Abstract
Purpose :
To investigate the effects of aflibercept 2 mg on diabetic macular edema in patients with incomplete response to ranibizumab and/or bevacizumab.
Methods :
Retrospective interventional study. Data from 9 consecutive patients with diabetic macular edema (DME) that showed incomplete response to ranibizumab 0.5 mg, and/or bevacizumab 1.25 mg and who were switched to aflibercept 2mg were collected. Incomplete response was defined on Spectral Domain-OCT (SD-OCT) by a decrease of central subfield foveal thickness (CSFT)< 20% four weeks after at least 3 monthly intravitreal injections of ranibizumab 0.5 mg, and/or bevacizumab 1.25 mg, and the persistence of fluid with a CSFT > 315 µm. Anatomic and functional responses were retrospectively assessed 4 weeks after at least 3 monthly intravitreal injections of aflibercept.
Results :
Ten eyes of 9 patients were included (mean follow-up: 8.8±2.8 months).

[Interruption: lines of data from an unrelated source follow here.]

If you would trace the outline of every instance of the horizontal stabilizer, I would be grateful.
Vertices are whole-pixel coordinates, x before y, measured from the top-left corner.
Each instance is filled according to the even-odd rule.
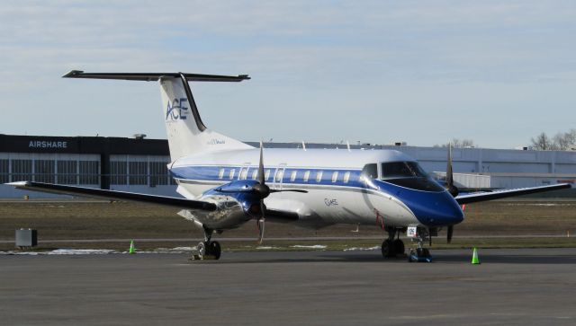
[[[515,197],[521,195],[536,194],[538,192],[559,190],[562,189],[571,189],[572,186],[569,183],[560,183],[552,186],[532,187],[532,188],[520,188],[506,190],[496,190],[492,192],[477,192],[472,194],[463,194],[455,198],[458,204],[470,204],[477,203],[480,201],[488,201],[494,199],[505,198],[508,197]]]
[[[89,79],[121,79],[145,82],[156,82],[160,77],[176,77],[184,75],[190,82],[241,82],[250,79],[248,75],[220,75],[184,73],[85,73],[81,70],[72,70],[63,75],[63,78],[89,78]]]
[[[216,210],[216,205],[213,203],[180,198],[177,197],[156,196],[137,192],[106,190],[94,188],[64,186],[60,184],[31,181],[18,181],[6,184],[20,189],[55,193],[59,195],[71,195],[113,200],[140,201],[148,204],[169,206],[179,208],[199,209],[202,211]]]

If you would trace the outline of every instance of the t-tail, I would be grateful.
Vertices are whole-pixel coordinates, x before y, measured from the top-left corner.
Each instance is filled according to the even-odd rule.
[[[166,73],[166,74],[92,74],[73,70],[65,78],[121,79],[133,81],[158,81],[162,97],[162,115],[170,147],[172,161],[203,152],[253,148],[238,140],[212,131],[202,121],[188,82],[241,82],[250,79],[246,75],[238,76]]]

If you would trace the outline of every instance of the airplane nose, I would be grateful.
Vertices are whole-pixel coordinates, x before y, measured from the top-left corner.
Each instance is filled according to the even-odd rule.
[[[454,225],[464,219],[460,205],[448,192],[430,194],[422,199],[410,202],[409,207],[427,226]]]

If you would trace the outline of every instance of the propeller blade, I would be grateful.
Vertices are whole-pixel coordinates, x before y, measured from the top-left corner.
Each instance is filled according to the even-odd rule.
[[[448,187],[454,186],[454,178],[452,174],[452,143],[449,143],[448,160],[446,163],[446,184],[448,185]]]
[[[260,210],[262,214],[262,217],[258,218],[256,221],[256,225],[258,226],[258,244],[262,244],[262,241],[264,240],[264,225],[266,221],[265,213],[266,206],[264,206],[264,200],[260,200]]]
[[[260,184],[264,184],[264,182],[266,181],[264,180],[264,153],[262,150],[262,142],[260,142],[260,163],[258,164],[258,182],[260,182]]]
[[[454,185],[454,175],[452,172],[452,143],[448,144],[448,160],[446,163],[446,190],[452,197],[458,196],[458,188]]]
[[[448,226],[448,232],[446,233],[446,242],[452,242],[452,234],[454,233],[454,225]]]

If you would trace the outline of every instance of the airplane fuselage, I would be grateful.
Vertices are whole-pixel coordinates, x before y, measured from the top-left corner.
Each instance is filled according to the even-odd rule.
[[[250,216],[244,214],[241,198],[213,189],[256,180],[258,155],[256,148],[203,153],[177,159],[168,168],[182,195],[227,207],[220,214],[196,214],[194,219],[228,229]],[[266,149],[266,181],[271,189],[308,193],[273,193],[265,203],[296,213],[299,225],[313,228],[334,224],[437,227],[463,221],[454,198],[429,177],[392,176],[384,171],[386,163],[402,163],[417,164],[394,150]]]

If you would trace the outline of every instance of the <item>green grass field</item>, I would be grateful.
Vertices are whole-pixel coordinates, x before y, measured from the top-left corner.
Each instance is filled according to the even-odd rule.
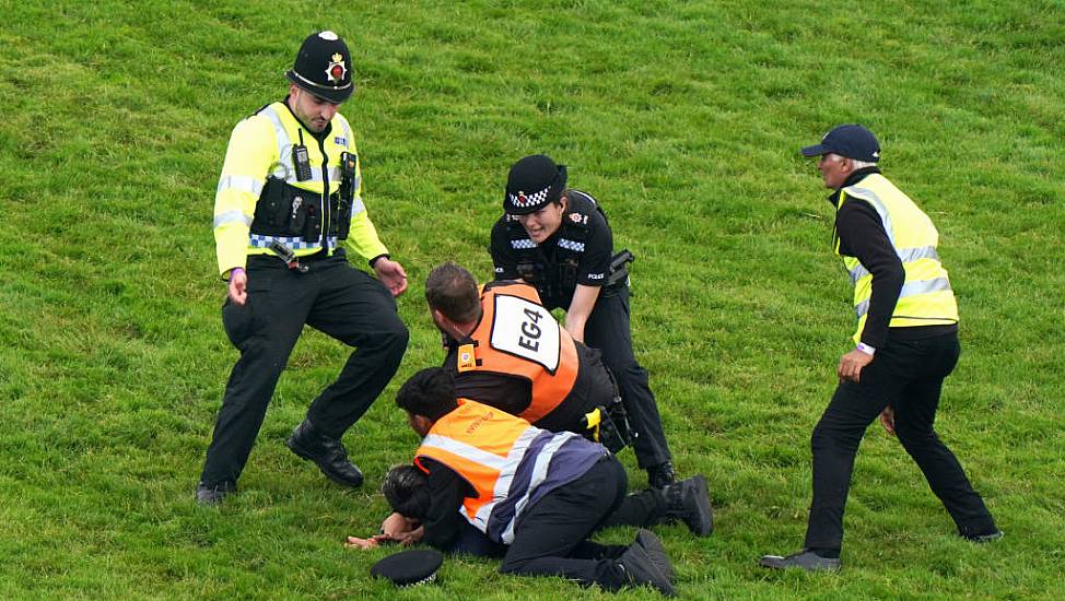
[[[311,7],[311,8],[308,8]],[[482,278],[508,165],[547,152],[633,266],[633,333],[682,474],[717,529],[658,528],[691,598],[1060,598],[1065,561],[1065,5],[1060,1],[0,0],[0,598],[612,599],[450,559],[396,591],[342,547],[376,529],[417,438],[398,385],[441,360],[422,300]],[[347,356],[306,332],[241,481],[192,491],[236,351],[211,216],[230,129],[284,91],[303,37],[348,38],[365,200],[411,276],[400,373],[347,435],[367,484],[283,446]],[[809,435],[849,349],[832,210],[797,149],[861,121],[932,215],[964,353],[939,433],[1006,538],[976,546],[870,428],[844,571],[801,544]],[[631,484],[645,476],[623,457]],[[631,540],[615,530],[601,540]],[[1056,592],[1055,592],[1056,591]],[[653,598],[649,590],[624,598]]]

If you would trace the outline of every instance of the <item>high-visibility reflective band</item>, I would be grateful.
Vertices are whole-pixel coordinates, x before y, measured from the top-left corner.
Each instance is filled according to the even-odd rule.
[[[584,243],[578,243],[569,238],[559,238],[559,246],[574,252],[584,252]]]
[[[311,169],[311,179],[304,179],[300,181],[296,179],[296,169],[292,164],[292,139],[289,138],[288,130],[284,129],[284,122],[281,121],[281,116],[278,111],[273,109],[272,106],[264,108],[259,115],[265,116],[273,125],[273,134],[278,138],[278,161],[284,166],[284,180],[286,184],[305,184],[307,181],[315,181],[321,184],[321,169]],[[350,130],[346,130],[350,131]],[[329,167],[329,181],[340,181],[340,167]]]
[[[917,296],[918,294],[928,294],[929,292],[943,292],[949,290],[950,280],[946,278],[935,278],[933,280],[922,280],[918,282],[906,282],[902,285],[902,292],[899,293],[899,298],[906,298],[909,296]],[[854,313],[858,315],[859,319],[868,311],[868,300],[863,300],[854,306]]]
[[[222,190],[239,190],[258,198],[262,193],[262,180],[247,175],[227,175],[219,179],[219,187],[214,193],[221,193]]]
[[[897,250],[899,254],[899,260],[903,263],[910,263],[916,261],[917,259],[935,259],[939,260],[939,254],[936,252],[936,247],[934,246],[920,246],[916,248],[903,248],[902,250]],[[858,263],[854,269],[851,270],[851,283],[857,284],[858,280],[868,275],[869,272]]]
[[[514,475],[517,472],[518,463],[522,462],[526,451],[529,450],[529,445],[532,444],[532,440],[535,440],[541,432],[542,431],[534,427],[525,428],[525,432],[523,432],[517,437],[517,440],[514,441],[514,446],[511,448],[511,451],[506,453],[506,462],[510,464],[511,469],[505,471],[500,470],[500,476],[495,480],[495,486],[492,488],[492,493],[495,498],[506,498],[512,492],[519,492],[511,491],[511,484],[514,482]],[[488,525],[488,518],[492,515],[492,510],[495,509],[495,502],[485,503],[482,505],[477,510],[477,521]],[[517,515],[518,512],[515,510],[514,516],[517,517]],[[512,520],[511,523],[513,525],[514,521]]]
[[[440,434],[430,434],[426,436],[425,439],[422,440],[422,446],[442,449],[449,453],[465,457],[470,461],[475,461],[482,466],[488,466],[496,471],[503,471],[506,469],[507,463],[511,461],[510,456],[500,457],[494,452],[488,452],[475,447],[473,445],[468,445],[449,436],[441,436]]]
[[[251,217],[244,214],[244,211],[226,211],[221,215],[214,215],[214,228],[227,223],[243,223],[251,227]]]
[[[532,491],[536,491],[537,486],[543,484],[543,481],[547,480],[548,469],[551,467],[551,459],[554,458],[554,453],[560,447],[562,447],[562,445],[566,444],[575,436],[576,434],[573,434],[572,432],[557,434],[550,443],[543,446],[540,453],[537,455],[536,466],[532,467],[532,475],[529,479],[529,485],[525,490],[525,494],[522,495],[522,498],[519,498],[514,506],[514,519],[506,525],[506,528],[500,535],[500,539],[505,544],[511,544],[514,542],[514,526],[517,523],[517,517],[522,515],[522,511],[525,510],[525,506],[528,505],[529,498],[532,496]]]
[[[873,204],[873,208],[877,210],[880,215],[880,221],[883,222],[883,231],[888,234],[888,239],[891,240],[891,246],[898,248],[899,245],[894,244],[894,228],[891,226],[891,214],[888,213],[888,207],[880,200],[880,197],[876,192],[868,188],[844,188],[846,193],[854,198],[861,198],[867,200]],[[842,200],[842,198],[841,198]]]
[[[329,248],[336,248],[337,237],[329,236]],[[306,250],[308,248],[321,248],[320,240],[306,241],[301,236],[264,236],[261,234],[251,234],[248,236],[248,246],[255,248],[269,248],[270,243],[278,240],[293,250]]]
[[[358,187],[359,187],[359,180],[356,179],[355,180],[355,188],[358,188]],[[365,210],[366,210],[366,205],[362,202],[362,197],[356,198],[355,201],[351,203],[351,215],[352,216],[358,215],[359,213],[362,213]]]

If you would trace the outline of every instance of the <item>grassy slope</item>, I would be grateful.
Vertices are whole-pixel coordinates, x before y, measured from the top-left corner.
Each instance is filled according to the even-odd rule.
[[[659,529],[684,594],[1060,588],[1060,3],[44,4],[0,1],[0,597],[387,592],[365,577],[383,553],[339,541],[375,527],[379,478],[416,443],[390,398],[438,360],[420,284],[448,258],[488,275],[506,167],[541,151],[639,256],[637,353],[681,471],[714,488],[714,537]],[[204,510],[191,488],[235,357],[209,232],[218,169],[229,129],[280,96],[320,27],[355,56],[344,114],[375,223],[411,275],[411,347],[348,436],[365,490],[327,484],[281,445],[346,354],[311,333],[244,492]],[[846,576],[768,574],[758,555],[801,542],[808,436],[852,327],[830,208],[795,151],[853,120],[880,133],[889,177],[941,232],[965,354],[939,429],[1008,535],[956,540],[898,444],[870,431]],[[399,597],[577,593],[490,562],[443,575]]]

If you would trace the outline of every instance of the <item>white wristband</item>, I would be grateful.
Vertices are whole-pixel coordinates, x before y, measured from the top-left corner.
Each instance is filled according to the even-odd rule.
[[[869,356],[873,356],[873,355],[877,354],[877,350],[876,349],[874,349],[873,346],[869,346],[868,344],[866,344],[864,342],[858,342],[857,350],[858,351],[862,351],[863,353],[865,353],[865,354],[867,354]]]

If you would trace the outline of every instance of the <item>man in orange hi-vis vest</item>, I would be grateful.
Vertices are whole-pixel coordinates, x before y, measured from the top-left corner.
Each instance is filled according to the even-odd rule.
[[[588,540],[602,526],[649,525],[664,512],[663,504],[646,503],[660,491],[627,495],[624,468],[602,445],[456,398],[450,374],[438,367],[403,384],[396,404],[423,437],[414,463],[426,474],[429,493],[421,526],[406,542],[448,549],[465,519],[506,545],[503,574],[562,576],[611,591],[649,585],[674,593],[669,558],[649,531],[641,530],[629,546]],[[709,533],[710,504],[703,500]]]
[[[437,266],[425,280],[425,300],[444,334],[444,367],[459,397],[489,404],[551,432],[587,434],[588,413],[628,435],[624,408],[599,351],[561,327],[536,287],[525,282],[478,286],[468,270]],[[601,432],[601,427],[600,427]],[[595,437],[594,437],[595,438]],[[606,439],[595,438],[611,448]]]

The mean age was 58.8±8.5 years and all patients had type 2 diabetes (median HbA1C 7.2%). Median duration of DME was 41 months (range 13-79) and baseline mean CSFT was 597±149 µm. Four weeks after 3 consecutive monthly intravitreal injections of aflibercept, 7 eyes over 10 (70%) showed an anatomic improvement (decrease of CSFT >20%) with a decrease in average CSFT from 529μm to 389μm (p=0.0026). No significant visual acuity (VA) gain was observed (from 0.44±0.2 to 0.39±0.27 LogMAR (p = 0.3)).
Conclusions :
Our findings suggest that in patients with DME with persistent fluid on SD-OCT after at least 3 injections of ranibizumab 0.5 mg and/or bevacizumab 1.25 mg, a switch to intravitreal injections of aflibercept allowed to obtain an anatomic improvement in 70% of cases, with no additional VA gain.
This is an abstract that was submitted for the 2016 ARVO Annual Meeting, held in Seattle, Wash., May 1-5, 2016.